Unsurprisingly, Squali will also be keeping an eye out for any reference to Facebook’s controversial news feed shift. FB CEO Mark Zuckerberg announced earlier this month that it was changing its algorithms to prioritize posts from friends and family over public content. While investors may view this shift negatively (it could cause decelerating revenues), Squali sees this as a savvy move. He says: “In our view, Facebook is making these changes from a position of strength as it is prioritizing long-term user experience and satisfaction over short-term monetization.” Indeed Squali believes that in the long-run the move could actually benefit advertisers as users may end up engaging with the platform in a more active manner.
Squali has retained his $240 price target- placing him above consensus as he is anticipating 26% upside potential. His price target is based on an assumption of 2017-2022 revenue CAGR of 26%, reaching ~$130 billion in 2022 and EBITDA CAGR of ~25% reaching ~$80 billion in 2022.

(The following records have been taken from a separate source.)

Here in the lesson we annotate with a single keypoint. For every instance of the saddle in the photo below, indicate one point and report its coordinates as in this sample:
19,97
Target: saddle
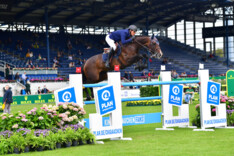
107,50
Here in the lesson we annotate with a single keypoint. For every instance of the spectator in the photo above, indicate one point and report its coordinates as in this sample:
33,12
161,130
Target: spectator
45,90
7,72
55,60
148,78
211,56
23,91
80,52
71,64
28,54
39,57
69,45
36,46
188,94
17,77
28,90
150,60
70,57
204,59
143,74
31,55
152,73
131,78
31,64
39,91
184,74
126,75
149,74
7,99
165,61
24,78
174,74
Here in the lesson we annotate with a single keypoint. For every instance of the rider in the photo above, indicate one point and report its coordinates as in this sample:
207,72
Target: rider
125,36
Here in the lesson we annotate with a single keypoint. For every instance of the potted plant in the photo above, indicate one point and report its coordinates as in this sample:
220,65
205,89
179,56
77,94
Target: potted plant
77,137
51,140
59,138
39,143
69,136
18,142
80,136
89,137
4,146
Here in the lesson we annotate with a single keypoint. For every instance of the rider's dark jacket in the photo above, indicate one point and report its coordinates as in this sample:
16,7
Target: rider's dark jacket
121,35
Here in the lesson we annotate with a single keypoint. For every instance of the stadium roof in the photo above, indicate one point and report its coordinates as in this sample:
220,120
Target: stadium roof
161,13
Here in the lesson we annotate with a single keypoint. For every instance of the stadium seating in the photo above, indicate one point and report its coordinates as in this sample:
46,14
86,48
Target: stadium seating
181,57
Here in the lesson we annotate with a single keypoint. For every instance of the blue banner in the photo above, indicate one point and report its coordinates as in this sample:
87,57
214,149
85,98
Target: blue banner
176,94
213,93
106,100
67,95
136,119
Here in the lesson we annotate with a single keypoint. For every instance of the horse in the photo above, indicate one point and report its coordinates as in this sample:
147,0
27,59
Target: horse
94,69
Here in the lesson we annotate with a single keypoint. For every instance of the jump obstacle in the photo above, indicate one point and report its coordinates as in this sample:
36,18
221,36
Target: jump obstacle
115,130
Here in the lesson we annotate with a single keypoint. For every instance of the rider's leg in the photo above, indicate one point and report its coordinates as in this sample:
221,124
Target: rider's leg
112,45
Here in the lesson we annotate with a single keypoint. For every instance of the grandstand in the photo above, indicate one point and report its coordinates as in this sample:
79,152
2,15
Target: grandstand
18,33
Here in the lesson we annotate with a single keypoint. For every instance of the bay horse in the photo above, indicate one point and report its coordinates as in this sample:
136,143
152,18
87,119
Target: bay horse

TipRanks ranks FB as a ‘Strong Buy’ stock based on no less than 29 recent buy ratings. This is versus just 1 hold rating and 1 sell rating in the same time period. Meanwhile, the average analyst price target of $218.41 suggests an upside potential of 16.5% from the current share price.
Alibaba Group Holding Ltd
Chinese e-commerce king Alibaba is out with its fiscal third quarter results on February 1. For the quarter, Squali is expecting revenue of $11,981M (+56% Y/Y), with EPS of $1.79 and EBITDA of $4,900M. In both revenue and EPS he is more bullish than consensus and notes that “weakness in the US dollar relative the RMB should create an FX tailwind in 3Q18.”
Chinese retail growth is very healthy says Squali, as he points to a particularly robust Singles Day performance for Alibaba. Indeed, the company’s hugely successful Singles Day statistics impressed the market- backed by strong Chinese consumer buying, 4x growth in global brands and increased mobile-based shopping. This leads him to boost his revenue estimates for the quarter up to $11.98 billion from $11.55 billion previously. He also expects monetization to show improvement due to tweaks on mobile and desktop, with active user growth also set to increase 11% year-over-year.
Squali also points out that investments are high- hence his lowers EBITDA estimates versus the Street- but also accepts that this comes from a position of strength. According to Squali this is “driven by full consolidation of Cainiao, increased investments in New Retail, international expansion, and content.” In a widely applauded move, BABA increased its stake in logistics company Cainiao to51% from 47% for $807 million. BABA also announced its intention to invest $15.2 billion in the company over the next five years to aggressively expand and strengthen its global logistics network.
Net net, Squali ramps up his price target from $210 to $240 (18% upside potential). He explains that “our $240 DCF-derived PT is based on ~32% revenue CAGR, and long-term EBITDA margin of ~49% by 2024.”
In the last three months, BABA has scored 100% buy ratings. These 18 bullish analysts have a $224.87 average analyst price target- suggesting over 11% upside from the current share price. Like with FB Squali turns out to be more bullish than consensus.